Can someone steal my identity if they don’t have my Social Security number?
It becomes much more difficult. While still possible, lack of SSN acts as a major barrier given how pivotal it is for opening fraudulent financial or medical accounts.

What government agencies use your Social Security number?
The Social Security Administration tracks your eligibility for benefits programs using it. The IRS monitors taxes paid, the DMV licenses drivers, and Medicaid coordinates benefits.

Should I memorize my Social Security number?
Yes, memorizing your 9-digit SSN provides quick access when opening financial accounts without carrying sensitive card. But keep documentation locked securely at home rather than in your wallet.
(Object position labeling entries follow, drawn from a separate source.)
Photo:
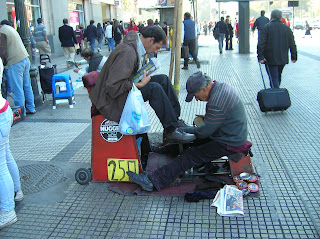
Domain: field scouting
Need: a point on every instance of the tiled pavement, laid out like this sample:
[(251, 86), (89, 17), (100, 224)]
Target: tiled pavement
[(52, 144)]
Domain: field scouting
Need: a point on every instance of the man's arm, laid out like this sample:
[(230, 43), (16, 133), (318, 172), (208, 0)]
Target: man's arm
[(262, 44), (292, 47), (120, 73)]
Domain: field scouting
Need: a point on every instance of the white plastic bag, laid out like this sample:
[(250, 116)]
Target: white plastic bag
[(134, 119)]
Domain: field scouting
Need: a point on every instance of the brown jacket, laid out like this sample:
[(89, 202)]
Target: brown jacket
[(115, 79)]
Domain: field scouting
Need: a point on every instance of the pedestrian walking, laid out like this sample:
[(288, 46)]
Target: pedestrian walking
[(260, 22), (91, 34), (117, 35), (230, 35), (275, 40), (10, 186), (223, 32), (78, 33), (308, 30), (205, 28), (109, 36), (68, 40), (190, 40), (40, 36), (18, 70), (100, 35)]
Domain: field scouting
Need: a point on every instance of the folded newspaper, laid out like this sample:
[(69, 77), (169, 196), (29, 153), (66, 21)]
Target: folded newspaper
[(229, 202), (150, 67)]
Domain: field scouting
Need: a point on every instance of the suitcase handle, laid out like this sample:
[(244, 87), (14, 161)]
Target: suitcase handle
[(269, 74)]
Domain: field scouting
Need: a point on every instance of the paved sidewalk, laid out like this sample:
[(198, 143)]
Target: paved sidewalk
[(52, 144)]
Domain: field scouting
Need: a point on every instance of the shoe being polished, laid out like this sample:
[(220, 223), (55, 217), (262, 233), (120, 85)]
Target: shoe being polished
[(142, 180), (7, 218), (179, 136)]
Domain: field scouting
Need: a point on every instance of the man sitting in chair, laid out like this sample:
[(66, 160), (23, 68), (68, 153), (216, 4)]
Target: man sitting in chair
[(116, 80), (224, 132)]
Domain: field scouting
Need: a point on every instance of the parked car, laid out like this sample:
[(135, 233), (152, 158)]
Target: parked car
[(315, 24), (299, 25)]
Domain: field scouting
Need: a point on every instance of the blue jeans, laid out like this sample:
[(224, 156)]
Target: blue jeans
[(274, 74), (111, 43), (9, 172), (20, 83), (100, 42), (92, 43), (220, 40)]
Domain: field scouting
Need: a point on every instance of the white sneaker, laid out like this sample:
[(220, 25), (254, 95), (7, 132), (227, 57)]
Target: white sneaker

Can someone legally work in the U.S. with a stolen SSN?
No. Many illegal immigrants will use stolen Social Security numbers to unlawfully gain employment. Notify the IRS if you suspect someone is using your SSN illegally for work.

What should I do if my Social Security number is compromised?
Immediately contact credit bureaus to place fraud alerts on your accounts if you suspect identity theft or have lost your card. Also notify financial institutions to monitor or freeze accounts vulnerable to fraud.

Is there any way to get a new Social Security number?
In very rare cases, the SSA approves issuing a new number after attempted fraud. Usually only witness protection participants, severe repeated abuse cases, or top secret security clearance situations qualify.

Can I shred my Social Security card when it expires?
No – Social Security cards do not expire. The SSA issues the same number for life so never destroy your documentation. Cards issued after 1972 lack expiration dates as your SSN does not change.

How long does it take to replace a lost Social Security card?
Expect to wait 14 business days plus mailing time to receive your Social Security card replacement. First, you must submit proper identification forms before the replacement is issued and sent. Expedited services are not offered currently.